La période de double saisie
La tentation est de basculer d’un coup. C’est risqué : un outil découvert la semaine même contient forcément des surprises, et le système est alors moins fiable au moment précis où l’on ne veut rien perdre.
Prévoyez plutôt une période de recouvrement d’une à deux semaines pendant laquelle l’ancien outil reste consultable en lecture seule. Vous n’y ajoutez plus rien, mais vous pouvez y retourner chercher ce qui manque.
Évitez en revanche la double saisie réelle — alimenter les deux outils en parallèle.

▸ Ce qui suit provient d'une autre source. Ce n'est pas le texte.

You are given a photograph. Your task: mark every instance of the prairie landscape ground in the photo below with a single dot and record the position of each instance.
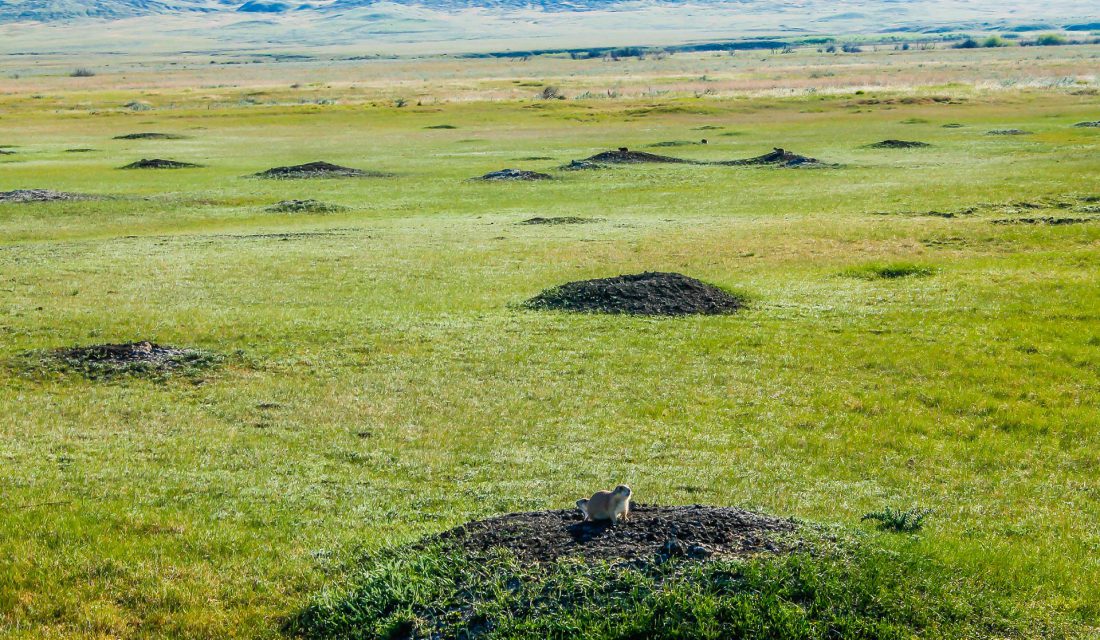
(921, 328)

Elle double la charge, produit des divergences, et se termine invariablement par l’abandon du nouvel outil au premier moment de surcharge.
L’ordre de migration
Migrez d’abord ce qui est actif : les tâches de la semaine, les projets en cours, les échéances proches. Cette partie représente peu de volume et permet de travailler immédiatement dans le nouvel outil.

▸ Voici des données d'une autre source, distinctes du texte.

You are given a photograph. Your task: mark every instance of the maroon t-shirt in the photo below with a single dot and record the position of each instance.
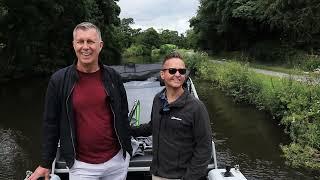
(96, 138)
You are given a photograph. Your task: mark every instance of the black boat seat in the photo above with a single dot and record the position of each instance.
(141, 161)
(137, 161)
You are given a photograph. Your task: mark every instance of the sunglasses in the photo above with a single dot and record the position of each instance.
(174, 70)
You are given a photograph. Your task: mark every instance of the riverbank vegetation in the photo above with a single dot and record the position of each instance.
(295, 105)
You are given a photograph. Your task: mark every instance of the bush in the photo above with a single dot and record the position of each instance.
(167, 48)
(134, 50)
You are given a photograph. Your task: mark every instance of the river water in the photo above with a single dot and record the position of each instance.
(243, 135)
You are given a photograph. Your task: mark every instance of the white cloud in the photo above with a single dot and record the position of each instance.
(159, 14)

Traitez ensuite le stock différé, en appliquant le tri. Cette étape peut s’étaler sur plusieurs sessions courtes plutôt que d’être menée d’un bloc, ce qui la rend nettement plus supportable.
Ne migrez le reste que sur demande : quand vous cherchez quelque chose et ne le trouvez pas dans le nouvel outil, allez le chercher dans l’archive et transférez-le à ce moment-là. Ce mécanisme opportuniste traite exactement ce qui sert, et rien d’autre.
Les pièges techniques
Vérifiez l’export avant de vous engager. Certains outils n’exportent qu’un format partiel, d’autres perdent les caractères accentués, d’autres encore imposent un abonnement actif pour récupérer ses propres données.
Testez la conversion sur un échantillon avant de traiter l’ensemble. Une trentaine d’éléments suffisent à révéler les problèmes de format, de dates, d’accents ou de caractères spéciaux — bien plus efficacement qu’un import massif qu’il faudra annuler.
Conservez enfin l’export brut d’origine, avant toute manipulation. C’est votre filet de sécurité si la conversion se révèle défectueuse, et il ne coûte rien à conserver.
La date de bascule
Fixez une date explicite à partir de laquelle plus rien n’est ajouté dans l’ancien outil. Sans cette date, la migration s’étire sur des mois et vous entretenez deux systèmes incomplets.
Choisissez un moment de faible charge — une semaine calme, un retour de congés, un début de trimestre. Basculer pendant une période de forte activité garantit un retour à l’ancien outil dès la première difficulté.
Annoncez cette date à ceux qui interagissent avec votre système, le cas échéant. Et supprimez ou désinstallez l’ancien outil une fois la période de recouvrement écoulée : tant qu’il reste accessible d’un clic, une partie de vous continuera de l’utiliser.
En résumé
Une migration réussie est un tri suivi d’un transfert partiel, jamais un transfert intégral. Listez à l’avance ce qui sera perdu, triez avant de migrer plutôt qu’après, et rangez le reste dans une archive figée au format ouvert. Migrez d’abord l’actif, laissez le stock venir à la demande, et fixez une date de bascule ferme dans une période de faible charge.